Thursday, December 15, 2011

10 Days That Unexpectedly Changed America

Leon Czolgosz assassinates William McKinley
From a farmer's rebellion, to a bloody battle in Maryland, up on through the trial of a school teacher, change in America has often initiated unexpectedly and without foresight. In this program, ten different filmmakers offer their takes, of varying quality, on the days that forever altered the fabric of our being.

1) Massacre at Mystic - May 26, 1637
Having reached an impasse with their land brokering with the Pequot Indians, English settlers backed by Mohican and Narragansett Indians encroached a Pequot settlement in Mystic, Connecticut at night and began to slaughter men, women, and children, wiping out a third of their tribe. The brutal siege would betray colonist/native trusts and set a pattern for white land seizure of Native American lands.
2) Shays' Rebellion: America's First Civil War - January 25, 1787
Under the command of Daniel Shays, hundreds of impoverished Massachusetts farmers stormed the state's debtors courts to prevent further loss of land and liberty. In response, after unable to gain help from an ailing federal government, the state conscripts mercenary army. To attain the necessary manpower, Shays and his men decide to storm the Springfield Federal Armory on the red letter day. Although the rebellion was put down, it called for the strengthening of our government, leading to the formation of the Constitution and the Bill of Rights.
3) Gold Rush - January 24, 1848
A gold discovery in California prompted people from all over the world to partake in an arduous journey and descend upon the newly acquired territory. The Gold Rush would lead to the building of the transcontinental railroad and assert the U.S. as a world economic power.
4) Antietam - September 17, 1862
Near Sharpsburg, Maryland, the Battle of Antietam cost 23,000 soldiers on both the North and South their lives, making it the single bloodiest day in American history. The marginal victory for the Union allowed President Lincoln to issue the Emancipation Proclamation. By making the Civil War as war to end slavery, it prevented European countries from intervening on behalf of the Confederacy, and shifted the conflict in favor of the Union.
5) The Homestead Strike - July 6, 1892
Striking workers at Andrew Carnegie's Homestead steel mill just outside of Pittsburgh, PA confronted Pinkerton strikebreakers sent in on the Monongahela River in a bloody standoff.

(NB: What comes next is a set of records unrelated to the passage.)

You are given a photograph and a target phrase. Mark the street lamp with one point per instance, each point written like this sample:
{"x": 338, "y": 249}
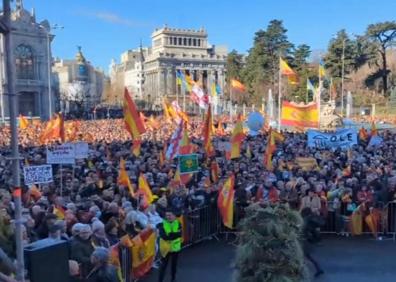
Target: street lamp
{"x": 55, "y": 26}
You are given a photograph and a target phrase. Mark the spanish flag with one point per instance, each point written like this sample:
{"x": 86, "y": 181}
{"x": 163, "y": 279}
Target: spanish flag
{"x": 207, "y": 133}
{"x": 374, "y": 131}
{"x": 236, "y": 140}
{"x": 136, "y": 145}
{"x": 59, "y": 212}
{"x": 273, "y": 137}
{"x": 286, "y": 70}
{"x": 363, "y": 135}
{"x": 237, "y": 85}
{"x": 214, "y": 171}
{"x": 123, "y": 178}
{"x": 225, "y": 202}
{"x": 54, "y": 129}
{"x": 23, "y": 122}
{"x": 143, "y": 252}
{"x": 144, "y": 189}
{"x": 133, "y": 122}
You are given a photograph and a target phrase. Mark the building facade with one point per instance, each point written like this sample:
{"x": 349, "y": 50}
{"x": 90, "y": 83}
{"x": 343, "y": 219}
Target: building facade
{"x": 154, "y": 68}
{"x": 31, "y": 47}
{"x": 79, "y": 85}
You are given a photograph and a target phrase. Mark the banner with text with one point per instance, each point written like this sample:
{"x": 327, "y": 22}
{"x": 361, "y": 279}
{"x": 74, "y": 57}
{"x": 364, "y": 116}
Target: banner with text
{"x": 61, "y": 154}
{"x": 342, "y": 138}
{"x": 37, "y": 174}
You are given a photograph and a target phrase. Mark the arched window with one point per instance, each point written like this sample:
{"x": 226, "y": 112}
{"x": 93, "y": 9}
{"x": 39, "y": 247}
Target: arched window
{"x": 24, "y": 62}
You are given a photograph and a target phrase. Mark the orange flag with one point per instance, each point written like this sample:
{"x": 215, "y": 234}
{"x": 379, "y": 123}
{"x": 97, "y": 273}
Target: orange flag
{"x": 23, "y": 122}
{"x": 273, "y": 137}
{"x": 136, "y": 145}
{"x": 236, "y": 140}
{"x": 123, "y": 178}
{"x": 54, "y": 129}
{"x": 215, "y": 171}
{"x": 144, "y": 189}
{"x": 237, "y": 85}
{"x": 225, "y": 202}
{"x": 133, "y": 123}
{"x": 207, "y": 133}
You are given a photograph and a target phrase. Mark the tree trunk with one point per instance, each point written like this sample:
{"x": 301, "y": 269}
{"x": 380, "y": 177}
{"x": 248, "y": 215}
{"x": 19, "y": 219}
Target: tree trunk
{"x": 384, "y": 72}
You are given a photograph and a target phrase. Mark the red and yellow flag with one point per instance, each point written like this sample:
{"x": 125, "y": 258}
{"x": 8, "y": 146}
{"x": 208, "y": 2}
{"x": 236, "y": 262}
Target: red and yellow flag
{"x": 143, "y": 252}
{"x": 214, "y": 171}
{"x": 237, "y": 85}
{"x": 225, "y": 202}
{"x": 363, "y": 135}
{"x": 133, "y": 123}
{"x": 123, "y": 178}
{"x": 144, "y": 189}
{"x": 286, "y": 70}
{"x": 236, "y": 140}
{"x": 136, "y": 145}
{"x": 300, "y": 115}
{"x": 54, "y": 129}
{"x": 273, "y": 137}
{"x": 374, "y": 130}
{"x": 23, "y": 122}
{"x": 207, "y": 133}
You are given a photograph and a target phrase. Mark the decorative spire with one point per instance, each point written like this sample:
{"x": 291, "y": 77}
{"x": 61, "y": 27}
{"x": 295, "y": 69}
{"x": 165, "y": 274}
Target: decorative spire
{"x": 80, "y": 57}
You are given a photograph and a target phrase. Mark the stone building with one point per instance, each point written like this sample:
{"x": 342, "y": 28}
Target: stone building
{"x": 31, "y": 47}
{"x": 172, "y": 50}
{"x": 79, "y": 85}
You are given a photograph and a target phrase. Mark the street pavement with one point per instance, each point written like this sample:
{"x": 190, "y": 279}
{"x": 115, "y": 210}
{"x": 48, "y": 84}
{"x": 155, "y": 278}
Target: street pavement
{"x": 343, "y": 260}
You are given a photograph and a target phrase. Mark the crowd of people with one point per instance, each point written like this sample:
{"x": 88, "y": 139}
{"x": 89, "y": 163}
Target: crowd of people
{"x": 94, "y": 213}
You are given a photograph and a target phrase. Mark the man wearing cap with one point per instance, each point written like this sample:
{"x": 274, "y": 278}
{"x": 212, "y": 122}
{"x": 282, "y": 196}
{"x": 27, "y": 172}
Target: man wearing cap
{"x": 170, "y": 243}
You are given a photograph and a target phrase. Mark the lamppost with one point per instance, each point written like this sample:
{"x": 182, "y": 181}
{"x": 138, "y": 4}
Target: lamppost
{"x": 55, "y": 26}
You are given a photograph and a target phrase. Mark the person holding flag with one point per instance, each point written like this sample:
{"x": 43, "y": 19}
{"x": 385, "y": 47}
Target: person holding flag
{"x": 170, "y": 233}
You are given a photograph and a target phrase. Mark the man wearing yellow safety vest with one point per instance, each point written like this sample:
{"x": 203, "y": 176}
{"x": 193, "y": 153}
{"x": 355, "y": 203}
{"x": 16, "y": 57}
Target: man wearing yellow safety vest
{"x": 170, "y": 233}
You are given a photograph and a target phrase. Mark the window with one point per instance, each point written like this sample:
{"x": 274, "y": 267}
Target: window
{"x": 24, "y": 62}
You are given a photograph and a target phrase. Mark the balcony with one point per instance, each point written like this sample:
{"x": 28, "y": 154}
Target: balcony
{"x": 28, "y": 82}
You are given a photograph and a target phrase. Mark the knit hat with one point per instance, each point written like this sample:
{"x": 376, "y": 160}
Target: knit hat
{"x": 101, "y": 254}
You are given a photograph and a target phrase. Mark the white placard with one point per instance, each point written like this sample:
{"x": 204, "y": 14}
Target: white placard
{"x": 81, "y": 150}
{"x": 61, "y": 154}
{"x": 37, "y": 174}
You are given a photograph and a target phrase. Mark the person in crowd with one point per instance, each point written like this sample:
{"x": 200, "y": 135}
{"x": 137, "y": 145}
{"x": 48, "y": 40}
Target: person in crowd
{"x": 102, "y": 271}
{"x": 82, "y": 249}
{"x": 170, "y": 244}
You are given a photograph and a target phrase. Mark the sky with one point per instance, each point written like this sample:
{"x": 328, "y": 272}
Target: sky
{"x": 105, "y": 29}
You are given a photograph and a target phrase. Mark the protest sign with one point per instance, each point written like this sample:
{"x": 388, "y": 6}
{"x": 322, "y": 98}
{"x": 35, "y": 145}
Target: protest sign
{"x": 188, "y": 163}
{"x": 343, "y": 138}
{"x": 37, "y": 174}
{"x": 61, "y": 154}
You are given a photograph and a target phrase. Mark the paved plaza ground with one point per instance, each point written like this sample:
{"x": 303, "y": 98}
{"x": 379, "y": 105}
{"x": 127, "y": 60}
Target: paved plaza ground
{"x": 343, "y": 259}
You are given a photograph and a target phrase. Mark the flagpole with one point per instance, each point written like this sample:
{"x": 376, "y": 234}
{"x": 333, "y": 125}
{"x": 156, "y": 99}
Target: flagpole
{"x": 319, "y": 95}
{"x": 279, "y": 95}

The militia was eventually sent in and the strike put down, which ultimately resulted in the growth of Carnegie's steel empire. The Homestead Strike led to the creation of jobs across America, the industrial and corporate nature of the country, and the growing disparity between ownership and worker.
6) Murder at the Fair: The Assassination of President McKinley - September 6, 1901
At the 1901 Pan-American Exposition in Buffalo, disaffected anarchist Leon Czolgosz shot and killed President William McKinley, putting Vice President Theodore Roosevelt into power and ushering in a progressive reform age, which likely would not have happened had it not been for the assassin's bullet.
7) Scopes: The Battle Over America's Soul - July 21, 1925
In Dayton, Tennessee John T. Scopes was arrested for teaching evolution in his classroom and his "Monkey Trial" soon became the first mass media court case and the trial of the century, as renowned defense attorney Clarence Darrow  and the great orator William Jennings Bryan squared off in a case that showed the divide between religion and science and determined what would be taught in schools for decades to come.
8) Einstein's Letter - July 16, 1939
At the insistence of fellow physicist Leo Szilard and against his better judgement, Albert Einstein sends a letter to President Roosevelt stressing the development of nuclear weapons, which would lead to the Manhattan Project, the dropping of the Atomic Bomb on Hiroshima and Nagasaki, and the permanent alteration of our world.
9) When America Was Rocked - September 9, 1956
Elvis Presley created an unprecedented storm in the mid-50s drawing the love of many adoring fans and the ire of their disapproving parents. His appearance on The Ed Sullivan show legitimized his sexually charged style and black music, which helped change race relations, sexual mores, teen culture, pulp culture, and music forever.
10) Freedom Summer - June 21, 1964
As the civil rights movement began to slowly affect the South, Mississippi held resolutely and often violently to maintain its segregationist way of life. As SNCC and SCLC engaged in Freedom Rides to promote voter registration, the murder of three civil rights workers, two of whom were white, brought Mississippi to the forefront of the national media and led to the passage of the 1965 Voting Rights Act which greatly altered the racial fabric of our country.